"Si se deja a la policía caminera librada a su suerte soy escéptico de lo que va a pasar"

El ex ministro de Gobierno provincial, Roberto Rosúa, criticó duramente a la política de seguridad socialista, a la que tildó de ser un combo de "buenos anuncios y buenas intenciones pero malas acciones".
Respecto de la policía vial que decidió reflotar la Casa Gris se mostró "escéptico" y pidió no dejarla librada a su suerte.

"La seguridad hoy está peor, está más grave", sostuvo hoy el ex funcionario obeidista. Es que para Rosúa es cada vez más importante la presencia policial en la ciudad, en los pueblos y en la ruta, y citó como ejemplo el caso de Rosario, donde "todos los días tenemos una saga importante de delitos que no se resuelven y que no se previenen".

"Creo que ha habido una actitud demagógica desde el inicio del gobierno socialista, la policía se les fue de las manos, no la controla ni gobierna y ahora se encuentran con esta situación", destacó el ex ministro.

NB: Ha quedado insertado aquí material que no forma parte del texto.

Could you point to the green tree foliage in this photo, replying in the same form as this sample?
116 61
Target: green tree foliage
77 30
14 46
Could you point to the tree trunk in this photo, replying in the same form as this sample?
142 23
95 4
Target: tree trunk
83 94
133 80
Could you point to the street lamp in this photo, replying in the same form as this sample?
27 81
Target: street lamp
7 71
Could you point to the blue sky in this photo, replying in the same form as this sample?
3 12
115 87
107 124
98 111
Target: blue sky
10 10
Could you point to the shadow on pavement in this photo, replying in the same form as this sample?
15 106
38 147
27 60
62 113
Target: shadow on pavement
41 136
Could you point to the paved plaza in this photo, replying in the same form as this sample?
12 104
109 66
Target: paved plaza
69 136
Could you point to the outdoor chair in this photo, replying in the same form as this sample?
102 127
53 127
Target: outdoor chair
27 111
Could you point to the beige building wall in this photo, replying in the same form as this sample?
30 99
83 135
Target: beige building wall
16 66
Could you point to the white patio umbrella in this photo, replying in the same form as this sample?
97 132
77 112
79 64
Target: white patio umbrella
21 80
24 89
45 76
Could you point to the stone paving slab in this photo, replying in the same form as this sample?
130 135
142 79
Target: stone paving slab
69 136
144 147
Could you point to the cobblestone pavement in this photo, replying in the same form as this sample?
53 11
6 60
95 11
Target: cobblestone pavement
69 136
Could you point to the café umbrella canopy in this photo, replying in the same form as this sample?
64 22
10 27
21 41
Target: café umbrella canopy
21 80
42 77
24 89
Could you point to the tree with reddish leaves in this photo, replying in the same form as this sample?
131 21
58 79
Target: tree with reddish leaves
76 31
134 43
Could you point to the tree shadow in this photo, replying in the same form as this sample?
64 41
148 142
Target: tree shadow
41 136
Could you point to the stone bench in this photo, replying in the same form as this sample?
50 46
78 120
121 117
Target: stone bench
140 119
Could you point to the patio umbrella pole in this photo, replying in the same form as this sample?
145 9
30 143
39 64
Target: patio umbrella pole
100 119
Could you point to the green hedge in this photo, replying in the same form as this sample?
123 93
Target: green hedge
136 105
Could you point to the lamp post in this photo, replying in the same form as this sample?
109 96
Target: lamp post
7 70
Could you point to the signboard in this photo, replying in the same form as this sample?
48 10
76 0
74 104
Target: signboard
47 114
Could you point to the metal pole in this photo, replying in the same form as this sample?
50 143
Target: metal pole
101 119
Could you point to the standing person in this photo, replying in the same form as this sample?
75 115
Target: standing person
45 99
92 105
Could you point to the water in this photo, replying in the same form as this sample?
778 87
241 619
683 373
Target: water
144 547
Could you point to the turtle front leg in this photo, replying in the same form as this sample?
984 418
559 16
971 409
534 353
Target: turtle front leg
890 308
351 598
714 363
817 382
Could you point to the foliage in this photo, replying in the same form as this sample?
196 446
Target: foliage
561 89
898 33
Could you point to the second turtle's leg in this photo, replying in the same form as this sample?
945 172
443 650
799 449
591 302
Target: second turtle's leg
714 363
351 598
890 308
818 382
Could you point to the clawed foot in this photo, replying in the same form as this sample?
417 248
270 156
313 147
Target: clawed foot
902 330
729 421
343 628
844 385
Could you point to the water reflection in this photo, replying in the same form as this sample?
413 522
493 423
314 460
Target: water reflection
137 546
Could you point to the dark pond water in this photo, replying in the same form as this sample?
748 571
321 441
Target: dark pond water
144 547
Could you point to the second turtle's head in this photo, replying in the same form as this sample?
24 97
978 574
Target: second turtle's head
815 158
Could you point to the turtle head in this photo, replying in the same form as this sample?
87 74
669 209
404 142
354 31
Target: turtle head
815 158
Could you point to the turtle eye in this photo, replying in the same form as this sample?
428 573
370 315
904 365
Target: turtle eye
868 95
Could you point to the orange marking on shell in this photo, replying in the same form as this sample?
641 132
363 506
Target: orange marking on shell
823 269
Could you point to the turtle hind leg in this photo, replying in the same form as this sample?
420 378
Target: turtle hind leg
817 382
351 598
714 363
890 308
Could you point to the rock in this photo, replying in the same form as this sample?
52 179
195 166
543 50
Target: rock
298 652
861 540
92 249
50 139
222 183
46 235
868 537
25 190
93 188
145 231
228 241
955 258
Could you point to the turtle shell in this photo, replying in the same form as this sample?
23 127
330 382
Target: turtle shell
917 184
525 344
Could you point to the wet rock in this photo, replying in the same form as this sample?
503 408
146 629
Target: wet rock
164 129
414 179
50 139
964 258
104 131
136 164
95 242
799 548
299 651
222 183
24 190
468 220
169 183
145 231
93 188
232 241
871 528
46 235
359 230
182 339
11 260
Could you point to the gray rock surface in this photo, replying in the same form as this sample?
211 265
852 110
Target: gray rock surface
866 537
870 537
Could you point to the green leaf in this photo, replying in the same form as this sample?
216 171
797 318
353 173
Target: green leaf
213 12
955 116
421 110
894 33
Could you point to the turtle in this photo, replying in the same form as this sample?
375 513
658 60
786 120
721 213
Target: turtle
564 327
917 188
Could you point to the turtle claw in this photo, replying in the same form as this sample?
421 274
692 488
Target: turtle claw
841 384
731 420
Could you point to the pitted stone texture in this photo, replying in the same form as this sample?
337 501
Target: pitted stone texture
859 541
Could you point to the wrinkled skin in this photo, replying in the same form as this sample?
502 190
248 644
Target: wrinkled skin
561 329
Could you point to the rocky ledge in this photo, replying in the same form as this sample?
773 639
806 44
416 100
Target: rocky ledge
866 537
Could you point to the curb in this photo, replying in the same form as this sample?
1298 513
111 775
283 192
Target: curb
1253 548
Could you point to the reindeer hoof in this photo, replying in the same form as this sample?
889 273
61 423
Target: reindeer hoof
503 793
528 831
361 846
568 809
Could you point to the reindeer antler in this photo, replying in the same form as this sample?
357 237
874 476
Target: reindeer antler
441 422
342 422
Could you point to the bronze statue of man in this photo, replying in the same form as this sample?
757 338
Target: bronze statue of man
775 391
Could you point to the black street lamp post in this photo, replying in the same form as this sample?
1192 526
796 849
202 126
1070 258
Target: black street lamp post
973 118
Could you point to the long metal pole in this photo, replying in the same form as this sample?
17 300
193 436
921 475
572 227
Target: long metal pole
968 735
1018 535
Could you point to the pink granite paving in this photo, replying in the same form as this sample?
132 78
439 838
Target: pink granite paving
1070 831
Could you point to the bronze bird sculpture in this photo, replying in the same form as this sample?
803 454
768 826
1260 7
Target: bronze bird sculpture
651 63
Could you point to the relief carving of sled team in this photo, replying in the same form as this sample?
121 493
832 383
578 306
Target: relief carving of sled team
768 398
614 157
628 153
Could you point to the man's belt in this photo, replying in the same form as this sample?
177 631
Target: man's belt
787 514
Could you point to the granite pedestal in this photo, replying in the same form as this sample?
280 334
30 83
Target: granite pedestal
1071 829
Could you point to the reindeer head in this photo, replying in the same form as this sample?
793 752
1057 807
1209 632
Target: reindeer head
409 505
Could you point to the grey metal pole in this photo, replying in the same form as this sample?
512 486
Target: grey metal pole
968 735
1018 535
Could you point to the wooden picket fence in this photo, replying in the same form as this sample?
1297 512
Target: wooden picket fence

Agregó además que durante la primera gestión de Miguel Lifschitz en la intendencia de Rosario primó "una tendencia a dificultar toda la acción de seguridad comunitaria que nosotros realizábamos, y que ahora ponderan y exhiben como una idea de este gobierno".

Consultado por la reactivación de la policía caminera en Santa Fe, desactivada por corrupción precisamente durante la gestión de Obeid en 2005, Rosúa dijo que es posible monitorear esta fuerza "si se establecen mecanismos de control efectivos y serios a través de asuntos internos y de las unidades regionales (de policía), pero si se la deja librada a su propia suerte y en estado de independencia soy bastante escéptico de lo que va a pasar".

"El problema es cuando (la policía caminera) está alejada de los distintos centros de población importantes o de los lugares de jefatura, porque quedan en los caminos con bastante independencia y si a eso le acompaña falta de escrúpulos o formación pasa lo que tuvimos", concluyó Rosúa.